Douglas Martin is delighted that putting the word “band“ in parenthesis makes Women far easier to search on Google.
As I alluded to in my review of “Eyesore”, the near-perfect closing track of the band’s sophomore record Public Strain, Women are a band that thrives on inscrutability. In an age where everyone from garage-punk shit stirrers Harlem to the endlessly and predictably retweetable Kanye West, are breaking down the wall between artist and audience 140 characters at a time, Women don’t seem at all interested in demystification.
From the unpredictable turns in their songs to their diffident onstage personae, it’s pretty clear that the members of the Calgary band don’t really give a shit if you figure them out. At times, it seems as though they actively resist the very notion of accessibility, but not in an eye-gougingly pretentious way like Fiery Furnaces, but more like a “every one of these yahoos is going to form a band” Velvet Underground sort of way. You know, before they became the gold standard of underground rock and there were only a scattered handful of fans that actually understood what they were doing.

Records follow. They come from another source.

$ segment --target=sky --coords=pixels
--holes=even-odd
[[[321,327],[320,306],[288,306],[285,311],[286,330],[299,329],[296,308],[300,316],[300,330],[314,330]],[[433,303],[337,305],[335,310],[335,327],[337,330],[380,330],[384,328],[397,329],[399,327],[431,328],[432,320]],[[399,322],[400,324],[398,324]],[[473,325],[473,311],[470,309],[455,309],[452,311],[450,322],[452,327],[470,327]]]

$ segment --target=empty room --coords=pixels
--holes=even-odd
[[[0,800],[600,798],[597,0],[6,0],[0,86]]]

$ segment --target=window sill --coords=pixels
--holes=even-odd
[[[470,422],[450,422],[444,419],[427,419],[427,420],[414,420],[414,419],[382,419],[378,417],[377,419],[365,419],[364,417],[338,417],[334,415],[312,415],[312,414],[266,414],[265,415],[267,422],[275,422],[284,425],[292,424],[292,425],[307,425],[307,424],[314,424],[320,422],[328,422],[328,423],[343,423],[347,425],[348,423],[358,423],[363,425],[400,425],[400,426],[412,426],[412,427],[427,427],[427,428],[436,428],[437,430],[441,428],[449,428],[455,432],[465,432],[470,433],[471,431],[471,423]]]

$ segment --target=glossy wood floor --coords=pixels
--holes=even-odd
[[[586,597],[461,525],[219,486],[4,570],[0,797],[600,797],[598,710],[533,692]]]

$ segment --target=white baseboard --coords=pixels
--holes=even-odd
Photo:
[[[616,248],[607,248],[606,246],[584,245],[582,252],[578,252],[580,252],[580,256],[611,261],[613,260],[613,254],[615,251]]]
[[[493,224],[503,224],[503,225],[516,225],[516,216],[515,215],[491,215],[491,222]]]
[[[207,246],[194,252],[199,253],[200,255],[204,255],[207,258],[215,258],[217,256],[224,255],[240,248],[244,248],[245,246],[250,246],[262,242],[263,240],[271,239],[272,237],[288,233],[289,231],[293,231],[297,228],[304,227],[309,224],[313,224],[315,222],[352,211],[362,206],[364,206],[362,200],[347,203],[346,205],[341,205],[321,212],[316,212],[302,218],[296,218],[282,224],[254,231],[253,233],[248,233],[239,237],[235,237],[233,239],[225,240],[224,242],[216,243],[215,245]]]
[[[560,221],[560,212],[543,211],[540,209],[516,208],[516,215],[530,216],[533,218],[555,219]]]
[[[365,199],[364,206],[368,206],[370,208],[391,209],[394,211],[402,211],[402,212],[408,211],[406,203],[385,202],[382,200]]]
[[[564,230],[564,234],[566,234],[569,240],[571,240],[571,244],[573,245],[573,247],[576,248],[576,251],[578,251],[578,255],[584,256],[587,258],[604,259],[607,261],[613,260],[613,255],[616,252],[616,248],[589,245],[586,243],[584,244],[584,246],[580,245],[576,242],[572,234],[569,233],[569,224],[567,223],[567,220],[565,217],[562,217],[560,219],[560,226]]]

Resisting accessibility in this case also means resisting categorization. On their self-titled debut record, Women pulled out more stops than your average wet-behind-the-ears tandem of indie-rockers; they went from VU-inspired garage-pop (fan-favorite “Black Rice”, “Upstairs“) to alarmingly deft guitar work (“Shaking Hand”) with the flick of a wrist, even jumping from hyperactive, harmony-driven folk-pop to glockenspiel-led minimalist indie in the same song (“Group Transport Hall”). As a live entity, they were a different beast: A darker, heavier psych band with a Doors influence profound enough to make hipsters rethink why they decided to hate Jim Morrison in the first place (probably because of their own underlying Oedipus Complexes stemming from the lyrics on “The End“).
Public Strain (out now in Europe, coming September 28th to North America via Jagjaguwar and Flemish Eye) is a record that taps into the low-end-heavy sound the band has developed as a live unit, paying homage to their myriad influences while still sounding only like themselves.
The record starts off with a feedback piece that sounds somewhere between a Godzilla scream and an orchestra tuning up, the only semblance of melody in opener “Can’t You See” being the dubby bassline and Patrick Flegel’s bleating vocals. From the outset, the quartet draws the line in the sand, jumping right into the punchy “Heat Distraction”, a blizzard of guitars unfolding into lockstep rhythm in 5/4 time. Staying true to their prodigious ability to try virtually any style of music while still sounding like themselves, “Narrow with the Hall” comes next, a jangly garage tune not entirely unlike “Black Rice” aside from the fact that the former is buried in enough layers of White Light/White Heat-style noise to give John Cale a boner. The Velvets make the easiest line to trace between Women and the past, with the noise being coupled by the alluring fret work of penultimate track and melancholy stunner “Venice Lockjaw”, which earns the distinction of being a distant relative of beloved Pavement b-side “Strings of Nashville” (a song with a very protracted Velvet Underground influence).
On “Drag Open”, the band takes a more Sonic Youth-like approach, coupling a circular bassline with detuned guitars and charging drums, splitting apart at the seams to make way for an incinerating, exploratory guitar jam. Songs like “Drag Open” and “Locust Valley”, the song that immediately follows it, are defiant statements against the current crop of popular indie-rock bands content to ride their three chords all the way to the bank. Of course, these– nor the excellence of Public Strain in its entirety– will probably not make the band any more popular than their more simplistic peers, nor does it do anything to make Women more accessible or knowable. But something tells me they wouldn’t want it any other way. And neither would I– listening to Women hints at a vague sense of mystery, and it suits them damn well.